January 21, 2022
How robots learn to hike
ETH Zurich researchers led by Marco Hutter developed a new control approach that enables a legged robot, called ANYmal, to move quickly and robustly over difficult terrain. Thanks to machine learning, the robot can combine its visual perception of the environment with its sense of touch for the first time.
Steep sections on slippery ground, high steps, scree and forest trails full of roots: the path up the 1,098-meter-high Mount Etzel at the southern end of Lake Zurich is peppered with numerous obstacles. But ANYmal, the quadrupedal robot from the Robotic Systems Lab at ETH Zurich, overcomes the 120 vertical meters effortlessly in a 31-minute hike. That's 4 minutes faster than the estimated duration for human hikers—and with no falls or missteps.
This is made possible by a new control technology, which researchers at ETH Zurich led by robotics professor Marco Hutter recently presented in the journal Science Robotics. "The robot has learned to combine visual perception of its environment with proprioception—its sense of touch—based on direct leg contact. This allows it to tackle rough terrain faster, more efficiently and, above all, more robustly," Hutter says. In the future, ANYmal can be used anywhere that is too dangerous for humans or too impassable for other robots.
Perceiving the environment accurately
To navigate difficult terrain, humans and animals quite automatically combine the visual perception of their environment with the proprioception of their legs and hands. This allows them to easily handle slippery or soft ground and move around with confidence, even when visibility is low. Until now, legged robots have been able to do this only to a limited extent.
"The reason is that the information about the immediate environment recorded by laser sensors and cameras is often incomplete and ambiguous," explains Takahiro Miki, a doctoral student in Hutter's group and lead author of the study. For example, tall grass, shallow puddles or snow appear as insurmountable obstacles or are partially invisible, even though the robot could actually traverse them. In addition, the robot's view can be obscured in the field by difficult lighting conditions, dust or fog.
"That's why robots like ANYmal have to be able to decide for themselves when to trust the visual perception of their environment and move forward briskly, and when it is better to proceed cautiously and with small steps," Miki says. "And that's the big challenge."
A virtual training camp
Thanks to a new controller based on a neural network, the legged robot ANYmal, which was developed by ETH Zurich researchers and commercialized by the ETH spin-off ANYbotics, is now able to combine external and proprioceptive perception for the first time. Before the robot could put its capabilities to the test in the real world, the scientists exposed the system to numerous obstacles and sources of error in a virtual training camp. This let the network learn the ideal way for the robot to overcome obstacles, as well as when it can rely on environmental data—and when it would do better to ignore that data.
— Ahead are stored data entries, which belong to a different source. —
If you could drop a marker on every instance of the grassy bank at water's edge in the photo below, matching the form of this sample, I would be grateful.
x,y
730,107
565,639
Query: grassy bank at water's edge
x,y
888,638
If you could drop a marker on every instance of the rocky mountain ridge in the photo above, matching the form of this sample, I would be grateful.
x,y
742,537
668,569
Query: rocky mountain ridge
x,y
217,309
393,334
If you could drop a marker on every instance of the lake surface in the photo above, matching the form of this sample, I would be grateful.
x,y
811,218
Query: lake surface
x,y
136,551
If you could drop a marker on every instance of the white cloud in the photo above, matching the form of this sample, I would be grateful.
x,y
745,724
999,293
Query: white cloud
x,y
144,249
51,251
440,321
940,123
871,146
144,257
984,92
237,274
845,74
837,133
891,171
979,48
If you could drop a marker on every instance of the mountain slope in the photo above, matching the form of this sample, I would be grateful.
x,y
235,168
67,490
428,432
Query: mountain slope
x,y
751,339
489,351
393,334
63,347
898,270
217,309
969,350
"With this training, the robot is able to master the most difficult natural terrain without having seen it before," says ETH Zurich Professor Hutter. This works even if the sensor data on the immediate environment is ambiguous or vague. ANYmal then plays it safe and relies on its proprioception. According to Hutter, this allows the robot to combine the best of both worlds: the speed and efficiency of external sensing and the safety of proprioceptive sensing.
Use under extreme conditions
Whether after an earthquake, after a nuclear disaster, or during a forest fire, robots like ANYmal can be used primarily wherever it is too dangerous for humans and where other robots cannot cope with the difficult terrain.
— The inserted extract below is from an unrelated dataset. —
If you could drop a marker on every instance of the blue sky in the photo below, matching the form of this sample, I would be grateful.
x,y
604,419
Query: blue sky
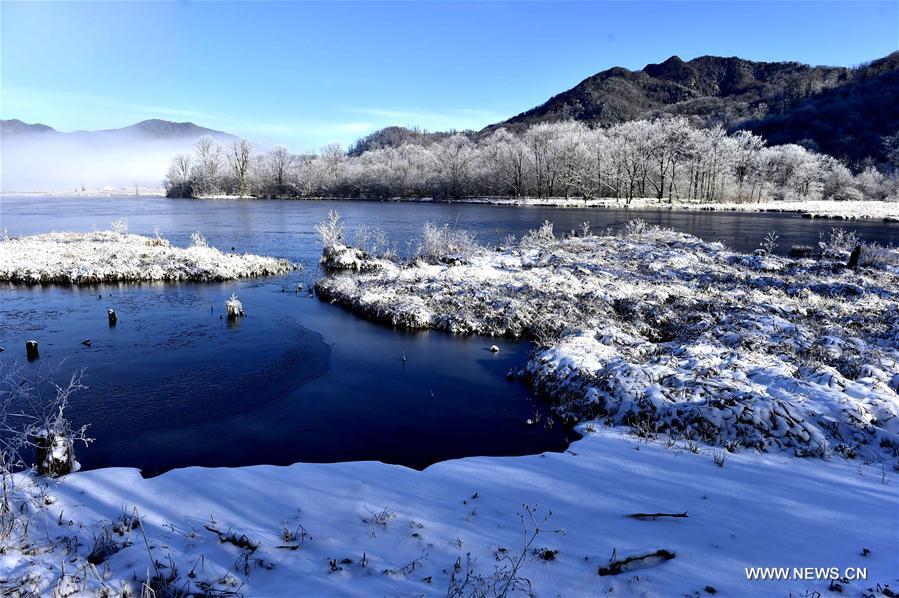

In September of last year, ANYmal was able to demonstrate just how well the new control technology works at the DARPA Subterranean Challenge, the world's best-known robotics competition. The ETH Zurich robot automatically and quickly overcame numerous obstacles and difficult terrain while autonomously exploring an underground system of narrow tunnels, caves, and urban infrastructure. This was a major part of why the ETH Zurich researchers, as part of the CERBERUS team, took first place with a prize of 2 million dollars.